Ela sorriu amargamente. Olhou com profundidade para os meus olhos. Cuspiu no chão uma saliva espessa e puxou longamente o cigarro, engolindo o fumo que lhe queima os pulmões, para depois, com grande prazer, libertá-lo, impregnando o ar já poluído que respiramos todos os dias.

– Quem disse ao senhor que eu sou uma prostituta?

– Ninguém me disse.

– Como é que sabe?

– Eu conheço a senhora.

– Já dormiu comigo?

– Não, nunca.

Voltou a cuspir no chão de forma asquerosa, apagando depois a beata do seu cigarro na saliva espessa, criando-me náuseas. Encontrava-se sozinha em casa. A lareira estava apagada e não se viam vestígios de ter havido lume nas horas mais recentes. A cubata onde ela mora está a clamar por uma reparação, e os seus lábios denunciavam alguém que não tinha refeições regulares.

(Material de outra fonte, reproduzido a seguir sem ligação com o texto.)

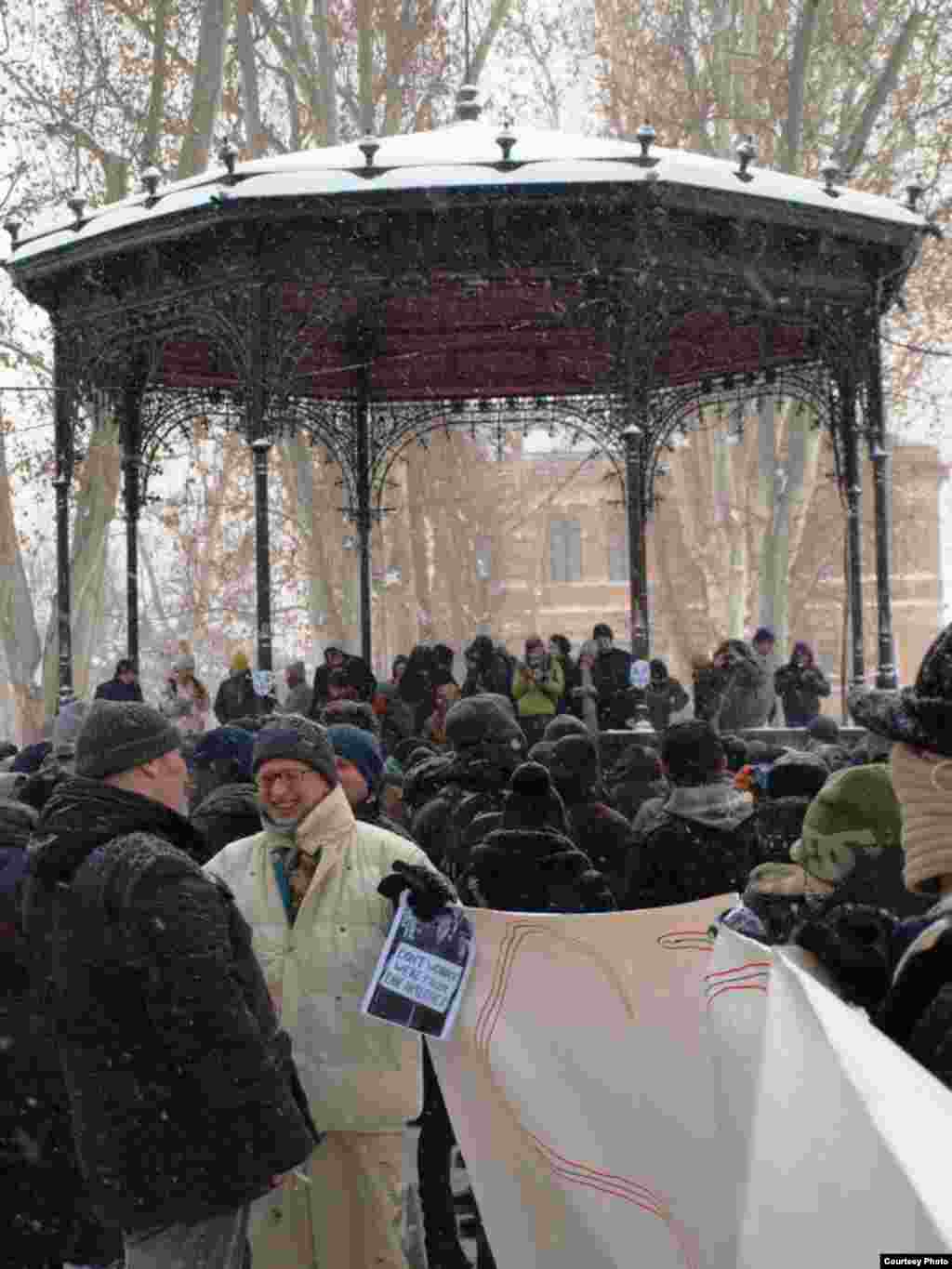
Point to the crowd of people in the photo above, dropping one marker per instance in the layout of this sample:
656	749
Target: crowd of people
191	914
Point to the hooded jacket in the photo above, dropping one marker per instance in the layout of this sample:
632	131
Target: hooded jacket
358	1075
183	1095
701	843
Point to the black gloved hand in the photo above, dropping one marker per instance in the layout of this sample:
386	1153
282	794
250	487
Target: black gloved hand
428	890
853	942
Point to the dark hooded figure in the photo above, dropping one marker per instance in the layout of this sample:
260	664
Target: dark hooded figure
226	800
733	691
800	684
702	839
530	863
357	673
413	702
47	1214
601	831
486	669
664	695
487	745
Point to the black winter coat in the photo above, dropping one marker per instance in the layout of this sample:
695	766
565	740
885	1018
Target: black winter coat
702	843
47	1213
183	1092
114	689
611	677
236	698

– Guarda algumas mágoas do seu tempo de trabalho?

– O senhor acha que aquilo é trabalho?

– A prostituição é a profissão mais antiga do mundo…

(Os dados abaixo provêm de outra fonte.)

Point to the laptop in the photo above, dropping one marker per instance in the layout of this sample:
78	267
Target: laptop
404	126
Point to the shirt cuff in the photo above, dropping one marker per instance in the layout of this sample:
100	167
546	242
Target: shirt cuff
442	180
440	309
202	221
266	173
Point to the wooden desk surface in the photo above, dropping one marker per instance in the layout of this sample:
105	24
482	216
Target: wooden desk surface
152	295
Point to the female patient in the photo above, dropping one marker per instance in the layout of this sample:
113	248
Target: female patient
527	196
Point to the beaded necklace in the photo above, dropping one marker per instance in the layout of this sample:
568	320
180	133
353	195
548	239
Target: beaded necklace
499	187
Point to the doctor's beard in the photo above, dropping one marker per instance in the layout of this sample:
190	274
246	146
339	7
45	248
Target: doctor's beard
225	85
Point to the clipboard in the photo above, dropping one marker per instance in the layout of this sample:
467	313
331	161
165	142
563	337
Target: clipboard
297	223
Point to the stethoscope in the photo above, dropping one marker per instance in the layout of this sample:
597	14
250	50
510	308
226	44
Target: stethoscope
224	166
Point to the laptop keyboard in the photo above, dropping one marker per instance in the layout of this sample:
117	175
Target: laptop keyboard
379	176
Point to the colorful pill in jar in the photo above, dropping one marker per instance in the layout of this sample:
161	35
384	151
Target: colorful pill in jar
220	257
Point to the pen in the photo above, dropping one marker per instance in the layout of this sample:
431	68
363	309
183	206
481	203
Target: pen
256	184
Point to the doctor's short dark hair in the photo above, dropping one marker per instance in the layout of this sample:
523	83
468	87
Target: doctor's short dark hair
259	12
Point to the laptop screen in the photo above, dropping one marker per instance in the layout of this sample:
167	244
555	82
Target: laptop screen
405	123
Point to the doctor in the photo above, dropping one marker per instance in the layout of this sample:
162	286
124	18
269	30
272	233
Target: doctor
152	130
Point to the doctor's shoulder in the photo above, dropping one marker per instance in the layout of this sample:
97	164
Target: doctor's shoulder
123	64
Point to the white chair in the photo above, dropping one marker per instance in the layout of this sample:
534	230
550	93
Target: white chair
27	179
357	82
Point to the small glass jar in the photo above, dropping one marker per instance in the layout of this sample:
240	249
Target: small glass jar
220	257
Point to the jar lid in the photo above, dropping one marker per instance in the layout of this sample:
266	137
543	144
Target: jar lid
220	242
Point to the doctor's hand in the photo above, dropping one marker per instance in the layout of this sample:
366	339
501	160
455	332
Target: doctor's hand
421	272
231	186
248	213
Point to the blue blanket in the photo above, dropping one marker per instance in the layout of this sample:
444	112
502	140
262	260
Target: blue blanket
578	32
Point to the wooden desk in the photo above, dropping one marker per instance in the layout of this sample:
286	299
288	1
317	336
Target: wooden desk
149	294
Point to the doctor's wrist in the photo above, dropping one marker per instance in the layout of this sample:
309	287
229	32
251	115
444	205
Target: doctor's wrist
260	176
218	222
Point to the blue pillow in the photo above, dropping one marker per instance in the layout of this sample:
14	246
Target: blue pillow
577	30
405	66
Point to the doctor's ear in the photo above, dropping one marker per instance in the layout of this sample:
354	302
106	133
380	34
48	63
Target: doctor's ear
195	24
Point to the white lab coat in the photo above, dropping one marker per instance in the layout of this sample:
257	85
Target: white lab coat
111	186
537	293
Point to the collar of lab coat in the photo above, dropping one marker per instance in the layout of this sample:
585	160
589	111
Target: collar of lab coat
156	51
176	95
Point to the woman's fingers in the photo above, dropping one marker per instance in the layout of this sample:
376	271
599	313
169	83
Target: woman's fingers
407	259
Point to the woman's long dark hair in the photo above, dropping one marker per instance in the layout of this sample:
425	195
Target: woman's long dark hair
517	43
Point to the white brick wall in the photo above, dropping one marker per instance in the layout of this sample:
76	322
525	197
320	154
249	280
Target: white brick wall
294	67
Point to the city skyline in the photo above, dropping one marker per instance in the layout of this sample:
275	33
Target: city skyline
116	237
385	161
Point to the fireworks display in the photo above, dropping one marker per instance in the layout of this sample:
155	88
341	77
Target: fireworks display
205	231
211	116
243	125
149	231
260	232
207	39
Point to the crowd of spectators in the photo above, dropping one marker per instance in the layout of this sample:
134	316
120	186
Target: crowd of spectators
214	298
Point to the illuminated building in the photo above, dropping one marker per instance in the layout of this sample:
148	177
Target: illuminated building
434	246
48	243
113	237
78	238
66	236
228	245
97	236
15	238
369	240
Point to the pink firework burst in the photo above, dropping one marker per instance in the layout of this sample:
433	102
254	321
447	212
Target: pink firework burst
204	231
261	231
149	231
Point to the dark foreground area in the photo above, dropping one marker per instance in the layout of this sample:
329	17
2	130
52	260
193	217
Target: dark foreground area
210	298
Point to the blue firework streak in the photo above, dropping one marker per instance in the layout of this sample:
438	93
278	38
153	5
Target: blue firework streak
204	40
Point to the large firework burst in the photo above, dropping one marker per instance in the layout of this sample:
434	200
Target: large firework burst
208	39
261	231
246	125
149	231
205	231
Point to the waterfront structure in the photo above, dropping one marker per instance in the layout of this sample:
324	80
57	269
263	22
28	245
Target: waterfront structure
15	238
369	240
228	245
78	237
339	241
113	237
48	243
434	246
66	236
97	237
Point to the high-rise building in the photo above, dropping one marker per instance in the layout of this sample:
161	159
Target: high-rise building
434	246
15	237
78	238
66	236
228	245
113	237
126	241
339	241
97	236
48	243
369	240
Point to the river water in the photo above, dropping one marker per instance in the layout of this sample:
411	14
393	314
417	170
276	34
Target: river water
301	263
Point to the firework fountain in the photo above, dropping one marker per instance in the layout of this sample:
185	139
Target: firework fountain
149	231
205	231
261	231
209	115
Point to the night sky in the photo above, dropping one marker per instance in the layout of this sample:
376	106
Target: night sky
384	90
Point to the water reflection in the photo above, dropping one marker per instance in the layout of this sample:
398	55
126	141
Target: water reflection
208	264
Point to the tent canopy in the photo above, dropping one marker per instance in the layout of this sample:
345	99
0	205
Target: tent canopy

– Olha bem para mim, depois responda você mesmo, se guardo algumas mágoas desse tempo ou não. Tenho quarenta e cinco anos de idade e já não tenho vontade de dormir com homem. Aquilo que me fizeram feriu profundamente a minha carne e o meu espírito também. Eu era uma mulher bonita, nunca pensei que um dia poderia ficar velha, muito menos ficar velha tão cedo e, pior do que isso, velha e sem nada. Completamente desgraçada. Os homens abusaram de mim e eu entreguei-me a esses abusos. Agora sou uma ruína de mim própria. Sou uma carcaça de mim. Estou fossilizada. Chorei muito por isso e, agora, todas as lágrimas que tinha para chorar já acabaram. Só ficou o ódio.

– Ódio contra quem?

– Vá-se embora, por favor, vá-se embora, deixe-me em paz, vá-se embora.

Levantei-me e fui-me embora, escondendo as lágrimas que marejavam os meus olhos. E deixando para trás, na verdade, uma carcaça de carne e de espírito.